Well my apologies then if I misinterpreted -- now I think the author is taking his own idea too far then :). Deletion isn't necessary, just get it out of the regular inbox, and leave it somewhere else for later consideration if need be. That'd be the best of both worlds in my opinion.
Wrong - the user may collect them to try to find patterns.
The user may do a lot of things. But that doesn't mean they do. You're bring up an edge use case at best in trying to disprove an idea for the mainstream.
How about s/delete/archive, in gmail terminology (in other words, get it out of the inbox but have it still accessible in search).
I don't see this as a usecase for spam prevention, as you said, but for informational messages, offers, or activity digests that are superseded by later mailings it could be useful.

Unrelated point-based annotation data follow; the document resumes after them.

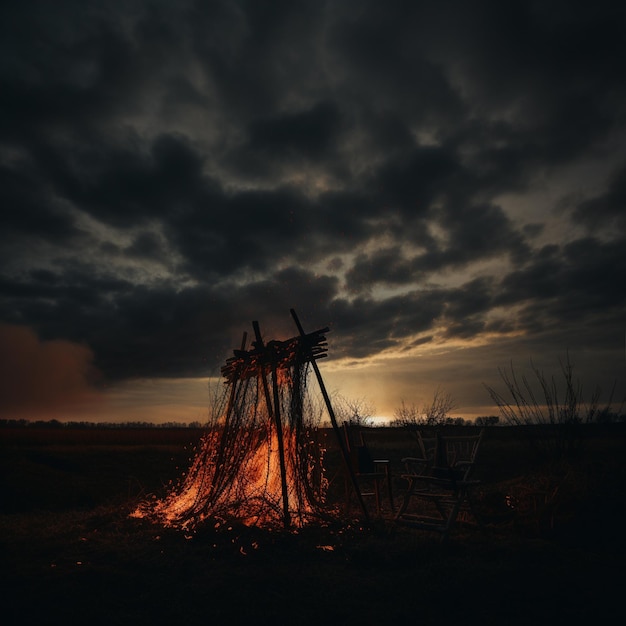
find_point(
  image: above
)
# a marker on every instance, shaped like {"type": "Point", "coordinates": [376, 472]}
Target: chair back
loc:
{"type": "Point", "coordinates": [457, 453]}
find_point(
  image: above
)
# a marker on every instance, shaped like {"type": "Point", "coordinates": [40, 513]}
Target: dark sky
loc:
{"type": "Point", "coordinates": [441, 183]}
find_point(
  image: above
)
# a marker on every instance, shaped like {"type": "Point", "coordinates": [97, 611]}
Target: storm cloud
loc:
{"type": "Point", "coordinates": [411, 175]}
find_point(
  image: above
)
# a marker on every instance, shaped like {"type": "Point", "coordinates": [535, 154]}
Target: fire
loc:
{"type": "Point", "coordinates": [252, 492]}
{"type": "Point", "coordinates": [259, 462]}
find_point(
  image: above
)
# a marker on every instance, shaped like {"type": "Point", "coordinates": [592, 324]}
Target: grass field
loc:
{"type": "Point", "coordinates": [551, 549]}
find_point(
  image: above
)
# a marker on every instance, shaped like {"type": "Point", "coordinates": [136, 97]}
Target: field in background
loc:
{"type": "Point", "coordinates": [551, 550]}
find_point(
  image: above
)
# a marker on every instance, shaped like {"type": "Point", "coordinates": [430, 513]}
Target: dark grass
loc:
{"type": "Point", "coordinates": [70, 554]}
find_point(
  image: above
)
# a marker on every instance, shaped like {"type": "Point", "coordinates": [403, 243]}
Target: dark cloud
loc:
{"type": "Point", "coordinates": [42, 377]}
{"type": "Point", "coordinates": [171, 171]}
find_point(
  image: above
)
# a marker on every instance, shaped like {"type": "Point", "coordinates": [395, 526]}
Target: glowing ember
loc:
{"type": "Point", "coordinates": [260, 461]}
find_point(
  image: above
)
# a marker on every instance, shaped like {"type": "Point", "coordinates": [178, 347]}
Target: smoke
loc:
{"type": "Point", "coordinates": [41, 379]}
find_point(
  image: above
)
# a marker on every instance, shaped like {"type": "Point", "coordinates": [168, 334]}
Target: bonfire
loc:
{"type": "Point", "coordinates": [260, 461]}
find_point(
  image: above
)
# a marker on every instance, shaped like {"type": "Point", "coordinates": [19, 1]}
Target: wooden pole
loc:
{"type": "Point", "coordinates": [277, 419]}
{"type": "Point", "coordinates": [333, 421]}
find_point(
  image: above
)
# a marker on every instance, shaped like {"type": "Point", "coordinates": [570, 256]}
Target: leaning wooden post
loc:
{"type": "Point", "coordinates": [331, 413]}
{"type": "Point", "coordinates": [277, 419]}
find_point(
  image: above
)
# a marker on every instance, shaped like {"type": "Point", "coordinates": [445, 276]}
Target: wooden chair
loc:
{"type": "Point", "coordinates": [370, 471]}
{"type": "Point", "coordinates": [440, 476]}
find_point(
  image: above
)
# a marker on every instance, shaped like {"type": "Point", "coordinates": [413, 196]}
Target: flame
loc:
{"type": "Point", "coordinates": [253, 492]}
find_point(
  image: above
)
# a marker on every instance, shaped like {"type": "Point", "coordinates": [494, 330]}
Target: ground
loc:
{"type": "Point", "coordinates": [551, 548]}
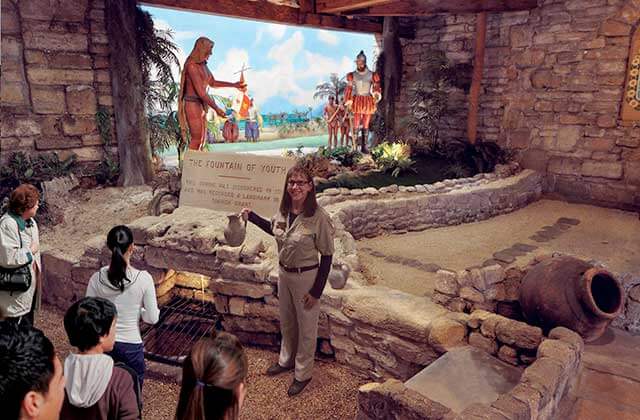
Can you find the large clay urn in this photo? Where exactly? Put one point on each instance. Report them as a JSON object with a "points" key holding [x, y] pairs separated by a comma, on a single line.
{"points": [[568, 292], [235, 231]]}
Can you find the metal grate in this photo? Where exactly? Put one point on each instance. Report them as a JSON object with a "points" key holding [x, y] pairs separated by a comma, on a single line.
{"points": [[182, 322]]}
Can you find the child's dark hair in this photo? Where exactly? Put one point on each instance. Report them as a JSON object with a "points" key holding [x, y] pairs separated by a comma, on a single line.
{"points": [[26, 364], [211, 374], [87, 320], [119, 240]]}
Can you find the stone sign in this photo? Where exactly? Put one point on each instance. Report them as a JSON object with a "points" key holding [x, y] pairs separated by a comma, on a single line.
{"points": [[231, 181]]}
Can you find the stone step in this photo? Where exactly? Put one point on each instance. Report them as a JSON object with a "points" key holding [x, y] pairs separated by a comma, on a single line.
{"points": [[463, 377]]}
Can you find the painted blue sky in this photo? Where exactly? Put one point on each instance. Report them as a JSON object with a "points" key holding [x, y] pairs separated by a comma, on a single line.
{"points": [[287, 62]]}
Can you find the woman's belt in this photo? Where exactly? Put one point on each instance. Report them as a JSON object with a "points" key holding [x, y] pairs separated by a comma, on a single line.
{"points": [[193, 99], [299, 269]]}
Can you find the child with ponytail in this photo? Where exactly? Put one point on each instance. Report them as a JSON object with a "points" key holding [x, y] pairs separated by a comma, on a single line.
{"points": [[133, 293], [213, 380]]}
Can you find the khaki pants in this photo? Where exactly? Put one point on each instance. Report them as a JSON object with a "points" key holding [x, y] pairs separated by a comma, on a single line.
{"points": [[299, 326]]}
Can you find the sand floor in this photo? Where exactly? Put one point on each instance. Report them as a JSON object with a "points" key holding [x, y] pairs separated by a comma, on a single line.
{"points": [[607, 235], [330, 395]]}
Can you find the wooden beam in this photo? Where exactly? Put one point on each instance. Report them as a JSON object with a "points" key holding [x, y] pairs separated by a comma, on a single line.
{"points": [[341, 6], [134, 149], [476, 81], [391, 72], [269, 12], [307, 6], [430, 7]]}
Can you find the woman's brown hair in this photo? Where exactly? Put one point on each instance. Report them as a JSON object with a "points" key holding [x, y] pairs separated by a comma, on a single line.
{"points": [[24, 197], [310, 203], [211, 374]]}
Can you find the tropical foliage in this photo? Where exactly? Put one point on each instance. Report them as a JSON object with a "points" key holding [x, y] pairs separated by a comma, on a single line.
{"points": [[346, 156], [334, 87], [394, 158], [428, 99], [158, 54], [478, 157], [108, 170]]}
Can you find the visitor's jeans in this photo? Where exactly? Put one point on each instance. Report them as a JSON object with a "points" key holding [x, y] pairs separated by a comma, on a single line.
{"points": [[132, 355], [251, 131]]}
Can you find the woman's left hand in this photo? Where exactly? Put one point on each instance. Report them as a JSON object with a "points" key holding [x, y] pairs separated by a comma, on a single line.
{"points": [[309, 301]]}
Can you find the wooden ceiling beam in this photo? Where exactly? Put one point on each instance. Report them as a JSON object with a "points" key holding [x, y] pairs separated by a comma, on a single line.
{"points": [[430, 7], [269, 12], [343, 6]]}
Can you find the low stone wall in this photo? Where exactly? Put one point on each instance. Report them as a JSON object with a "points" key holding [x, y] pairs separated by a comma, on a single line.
{"points": [[511, 341], [337, 195], [415, 212], [496, 289], [537, 395], [379, 332]]}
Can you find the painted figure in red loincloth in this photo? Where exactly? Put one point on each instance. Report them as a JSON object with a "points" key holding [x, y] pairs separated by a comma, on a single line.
{"points": [[193, 100], [362, 95]]}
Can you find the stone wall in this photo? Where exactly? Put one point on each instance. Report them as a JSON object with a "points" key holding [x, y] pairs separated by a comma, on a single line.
{"points": [[444, 204], [379, 332], [55, 75], [558, 359], [495, 288], [552, 90]]}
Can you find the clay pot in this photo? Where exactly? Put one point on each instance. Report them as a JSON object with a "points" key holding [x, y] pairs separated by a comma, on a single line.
{"points": [[230, 131], [338, 276], [235, 231], [568, 292]]}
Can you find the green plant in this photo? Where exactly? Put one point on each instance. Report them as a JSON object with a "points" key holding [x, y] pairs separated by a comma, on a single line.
{"points": [[479, 157], [394, 158], [157, 52], [428, 99], [108, 170], [317, 164], [346, 156], [103, 121]]}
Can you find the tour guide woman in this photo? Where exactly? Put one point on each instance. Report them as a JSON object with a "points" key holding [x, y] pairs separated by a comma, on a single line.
{"points": [[302, 230]]}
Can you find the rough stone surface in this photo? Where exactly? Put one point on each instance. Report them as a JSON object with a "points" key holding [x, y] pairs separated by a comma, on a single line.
{"points": [[551, 90]]}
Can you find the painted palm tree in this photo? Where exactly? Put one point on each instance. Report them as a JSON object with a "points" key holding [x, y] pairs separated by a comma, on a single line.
{"points": [[158, 56], [334, 87]]}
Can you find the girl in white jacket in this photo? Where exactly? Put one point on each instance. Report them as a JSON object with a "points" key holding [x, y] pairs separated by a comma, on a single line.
{"points": [[133, 293], [20, 245]]}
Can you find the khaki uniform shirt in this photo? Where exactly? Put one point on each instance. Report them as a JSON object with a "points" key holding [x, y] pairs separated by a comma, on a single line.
{"points": [[300, 243]]}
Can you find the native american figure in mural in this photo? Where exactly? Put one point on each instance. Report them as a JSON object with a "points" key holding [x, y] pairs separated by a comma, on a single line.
{"points": [[193, 100], [362, 95]]}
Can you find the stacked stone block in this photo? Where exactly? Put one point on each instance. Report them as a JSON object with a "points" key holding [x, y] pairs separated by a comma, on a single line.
{"points": [[55, 74], [449, 203], [552, 88], [552, 374]]}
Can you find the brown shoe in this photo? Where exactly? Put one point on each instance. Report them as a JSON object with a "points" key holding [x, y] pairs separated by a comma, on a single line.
{"points": [[276, 369], [297, 387]]}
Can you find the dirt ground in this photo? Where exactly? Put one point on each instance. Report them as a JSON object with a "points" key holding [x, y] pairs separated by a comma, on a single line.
{"points": [[88, 213], [330, 395], [607, 235]]}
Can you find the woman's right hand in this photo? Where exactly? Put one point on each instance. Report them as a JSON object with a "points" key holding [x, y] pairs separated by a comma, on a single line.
{"points": [[245, 213]]}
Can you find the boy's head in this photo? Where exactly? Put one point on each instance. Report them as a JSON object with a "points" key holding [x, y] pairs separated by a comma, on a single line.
{"points": [[31, 379], [90, 323]]}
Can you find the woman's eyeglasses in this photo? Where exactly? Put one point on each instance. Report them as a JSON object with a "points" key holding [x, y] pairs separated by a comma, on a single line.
{"points": [[297, 183]]}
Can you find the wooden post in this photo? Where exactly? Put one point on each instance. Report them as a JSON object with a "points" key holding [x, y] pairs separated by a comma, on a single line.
{"points": [[134, 149], [391, 73], [476, 81]]}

e.g. a notice about the elevator being out of order between 2pm and 3pm is not useful after that time. If I didn't see the message by 3pm or I was out of the office, there's no value in that message being in my inbox.
> e.g. a notice about the elevator being out of order between 2pm and 3pm is not useful after that time. If I didn't see the message by 3pm or I was out of the office, there's no value in that message being in my inbox.
There absolutely is, if there's an elevator service level agreement (SLA). I want the maintenance emails for my records.
Why does the author think that a system having "Please respond by {date}" also must self-destruct messages after that date? That's insanely silly. Just continue to write "please respond by {date}" in your subject line if you need to, and keep all your emails.
http://raganwald.posterous.com/why-the-fuck
I meet too many startups in SV working on questionable incremental improvements to social networks and communication tools. Not enough people think about low-hanging fruit problems that affect the quality of life of millions of people.
I'm trying to compile a list of some problems in that category, and I'll share it at some point.